Tomorrow, I begin my Senior Year of College. And I’m struggling to write about it.
When friends and family are reminded of my upcoming Senior Year, they give one of two responses. The first, “That’s crazy!” is an explanation of disbelief. Time has flown, they say, as if my college career elapsed in a second––and neither of us were paying attention. They’re saying: you’re suddenly so old. Meanwhile, the second response, “That’s exciting!” is delivered with an envious smile. The intoxicating romance of college life flashes before them. Everyone would love to go back, it seems. They’re saying: you’re still so young.
So, which am I: old or young?
In general, these remarks are as harmless as they are cliché. But they’re also hiding something. Because here’s what “crazy” and “exciting” don’t admit: Senior is just a fancy word for Ending.

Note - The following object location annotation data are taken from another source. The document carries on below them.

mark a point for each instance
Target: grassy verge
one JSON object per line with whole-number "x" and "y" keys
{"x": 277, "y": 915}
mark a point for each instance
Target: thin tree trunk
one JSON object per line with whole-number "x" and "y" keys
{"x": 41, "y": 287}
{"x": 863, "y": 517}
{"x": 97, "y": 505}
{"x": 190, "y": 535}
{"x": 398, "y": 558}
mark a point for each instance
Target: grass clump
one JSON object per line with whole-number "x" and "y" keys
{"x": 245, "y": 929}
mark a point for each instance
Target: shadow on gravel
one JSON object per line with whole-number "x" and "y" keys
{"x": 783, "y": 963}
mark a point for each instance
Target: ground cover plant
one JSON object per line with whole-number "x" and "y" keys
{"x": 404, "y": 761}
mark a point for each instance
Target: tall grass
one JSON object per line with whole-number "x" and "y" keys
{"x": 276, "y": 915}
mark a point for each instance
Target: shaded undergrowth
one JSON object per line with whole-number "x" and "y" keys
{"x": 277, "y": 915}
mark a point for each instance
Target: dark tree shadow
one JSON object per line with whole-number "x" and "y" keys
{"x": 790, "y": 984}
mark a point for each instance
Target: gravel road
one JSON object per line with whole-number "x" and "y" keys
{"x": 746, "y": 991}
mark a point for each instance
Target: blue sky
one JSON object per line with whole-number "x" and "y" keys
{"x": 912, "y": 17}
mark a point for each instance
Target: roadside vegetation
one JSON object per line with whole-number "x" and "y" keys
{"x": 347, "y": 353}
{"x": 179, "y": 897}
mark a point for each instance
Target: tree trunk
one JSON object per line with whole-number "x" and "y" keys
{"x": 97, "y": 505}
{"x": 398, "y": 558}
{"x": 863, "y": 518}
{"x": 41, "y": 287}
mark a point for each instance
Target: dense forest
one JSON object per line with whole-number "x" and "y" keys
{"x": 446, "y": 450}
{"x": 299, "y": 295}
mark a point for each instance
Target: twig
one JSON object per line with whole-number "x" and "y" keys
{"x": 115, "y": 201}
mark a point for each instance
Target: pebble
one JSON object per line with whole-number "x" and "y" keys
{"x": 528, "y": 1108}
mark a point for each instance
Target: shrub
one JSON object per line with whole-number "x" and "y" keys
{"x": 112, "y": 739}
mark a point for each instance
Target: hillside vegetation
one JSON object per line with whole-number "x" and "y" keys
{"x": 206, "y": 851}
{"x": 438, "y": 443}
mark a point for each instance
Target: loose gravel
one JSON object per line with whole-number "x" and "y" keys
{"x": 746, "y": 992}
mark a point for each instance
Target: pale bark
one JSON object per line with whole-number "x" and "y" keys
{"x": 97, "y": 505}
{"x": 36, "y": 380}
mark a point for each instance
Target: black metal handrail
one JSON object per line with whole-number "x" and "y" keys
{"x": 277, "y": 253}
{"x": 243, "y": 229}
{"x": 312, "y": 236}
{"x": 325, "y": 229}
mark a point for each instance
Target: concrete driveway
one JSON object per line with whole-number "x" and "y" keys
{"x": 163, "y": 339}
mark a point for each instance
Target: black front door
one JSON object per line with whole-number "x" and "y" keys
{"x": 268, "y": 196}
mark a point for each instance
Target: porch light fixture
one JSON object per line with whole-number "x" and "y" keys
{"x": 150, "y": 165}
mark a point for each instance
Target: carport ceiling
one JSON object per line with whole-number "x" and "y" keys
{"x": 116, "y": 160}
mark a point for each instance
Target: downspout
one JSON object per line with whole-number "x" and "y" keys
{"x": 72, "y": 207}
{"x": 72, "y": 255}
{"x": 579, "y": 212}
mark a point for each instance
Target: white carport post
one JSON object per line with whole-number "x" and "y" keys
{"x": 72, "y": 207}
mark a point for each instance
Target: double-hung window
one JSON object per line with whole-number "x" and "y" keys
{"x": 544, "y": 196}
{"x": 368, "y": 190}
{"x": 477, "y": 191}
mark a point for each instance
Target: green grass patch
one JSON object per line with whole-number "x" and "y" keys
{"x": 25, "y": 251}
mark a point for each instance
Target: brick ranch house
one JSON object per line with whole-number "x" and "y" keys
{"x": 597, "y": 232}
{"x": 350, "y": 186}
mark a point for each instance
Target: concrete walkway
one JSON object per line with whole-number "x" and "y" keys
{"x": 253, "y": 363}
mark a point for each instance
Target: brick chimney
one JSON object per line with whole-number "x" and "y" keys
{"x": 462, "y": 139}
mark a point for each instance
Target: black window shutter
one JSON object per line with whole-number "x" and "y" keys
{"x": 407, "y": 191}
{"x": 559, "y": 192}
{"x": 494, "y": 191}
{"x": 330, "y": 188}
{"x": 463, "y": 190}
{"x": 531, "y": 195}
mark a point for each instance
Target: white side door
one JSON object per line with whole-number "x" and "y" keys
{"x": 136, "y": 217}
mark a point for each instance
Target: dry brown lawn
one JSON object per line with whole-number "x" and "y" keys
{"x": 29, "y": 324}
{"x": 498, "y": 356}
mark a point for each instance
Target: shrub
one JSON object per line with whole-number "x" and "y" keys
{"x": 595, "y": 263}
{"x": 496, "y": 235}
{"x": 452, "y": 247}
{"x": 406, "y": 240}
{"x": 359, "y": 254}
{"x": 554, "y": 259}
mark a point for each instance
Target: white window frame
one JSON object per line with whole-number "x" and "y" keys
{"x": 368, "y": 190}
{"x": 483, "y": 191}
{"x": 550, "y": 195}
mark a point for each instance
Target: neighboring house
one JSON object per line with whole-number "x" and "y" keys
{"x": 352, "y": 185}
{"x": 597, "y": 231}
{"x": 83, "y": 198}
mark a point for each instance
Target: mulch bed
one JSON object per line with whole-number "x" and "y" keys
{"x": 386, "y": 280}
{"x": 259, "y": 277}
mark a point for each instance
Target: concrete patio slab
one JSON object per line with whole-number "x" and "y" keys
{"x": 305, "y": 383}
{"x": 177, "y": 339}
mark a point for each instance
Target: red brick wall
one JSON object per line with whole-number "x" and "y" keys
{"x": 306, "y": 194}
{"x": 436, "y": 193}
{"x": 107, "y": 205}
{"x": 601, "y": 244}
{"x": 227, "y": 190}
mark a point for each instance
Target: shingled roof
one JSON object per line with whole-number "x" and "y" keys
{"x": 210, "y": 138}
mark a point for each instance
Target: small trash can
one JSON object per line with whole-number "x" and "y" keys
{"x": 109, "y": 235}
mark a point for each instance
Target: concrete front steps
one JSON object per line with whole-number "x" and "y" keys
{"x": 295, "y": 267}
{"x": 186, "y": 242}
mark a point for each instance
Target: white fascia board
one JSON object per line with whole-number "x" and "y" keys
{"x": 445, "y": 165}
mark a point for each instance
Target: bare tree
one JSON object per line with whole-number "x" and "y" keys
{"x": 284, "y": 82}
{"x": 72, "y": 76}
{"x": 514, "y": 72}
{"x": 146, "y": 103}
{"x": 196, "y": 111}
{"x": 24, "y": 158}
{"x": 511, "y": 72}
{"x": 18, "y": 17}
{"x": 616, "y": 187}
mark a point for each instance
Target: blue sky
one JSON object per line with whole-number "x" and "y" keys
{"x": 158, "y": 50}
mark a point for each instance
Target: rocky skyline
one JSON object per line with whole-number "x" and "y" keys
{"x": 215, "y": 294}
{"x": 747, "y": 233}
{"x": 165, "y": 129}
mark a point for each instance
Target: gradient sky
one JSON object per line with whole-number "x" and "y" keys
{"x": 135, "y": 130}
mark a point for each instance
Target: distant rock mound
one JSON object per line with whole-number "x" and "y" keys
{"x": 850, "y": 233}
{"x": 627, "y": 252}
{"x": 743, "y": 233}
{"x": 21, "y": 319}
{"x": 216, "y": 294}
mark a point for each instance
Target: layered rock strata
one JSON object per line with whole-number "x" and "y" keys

I don’t know exactly how to describe this, but there’s something deep within me, something intensely fragile, that is terrified of endings. They never come when I’m ready. They’re never clean, never quick, and never remedied. Moreover, I struggle to enjoy anything good when it’s for the last time.
It feels like the glamor of Senior Year somehow disrespects the finality of everything––and the harshness of what’s to come. There’s nothing “crazy” nor “exciting” about that fact that, in nine months, I will be ejected into a world struggling to breathe. I will be asked to fix this world, and then not paid enough, and then asked why I’m struggling.
Maybe I’m being cynical. Maybe post-college life won’t be so bad. Even if it is mandatory.
The thing is, though, I’m not a cynical person. I want to embrace the beauty of my Senior Year. I want to wrap myself in the nine months ahead, finding moments of close-to-the-chest joy that don’t last…but maybe, don’t need to.
When I think about endings in the real world, the best one is certainly a sunset. If day must become night, then sunset is certainly a beautiful way.
Of course, it’s nearly impossible (and admittedly lame) to write about sunsets. “What can we say about the clichéd beauty of sunsets?” novelist John Green asks. After years of amazing us, sunsets have worn through writers’ words of admiration, rendering them mawkish or saccharine. Sunsets are daily occurrences, universal and ordinary. And yet, they’re startling. When we see the natural world at its most spectacular…there’s not much to say.
“All I can say about sunsets,” Green offers, “is that sometimes when the world is between day and night, I’m stopped cold by its splendor, and I feel my absurd smallness, and you’d think that would be sad, but it isn’t. It only makes me grateful.”
So, what can I say about clichéd “craziness” and “excitement” of Senior Year? Not much, I guess. Green is right; when it comes to certain endings, triteness can’t be avoided. All we can do is watch and not stop watching, letting the colors wash over us.
In the nine-month ending ahead, I hope to be occasionally stopped cold by its splendor.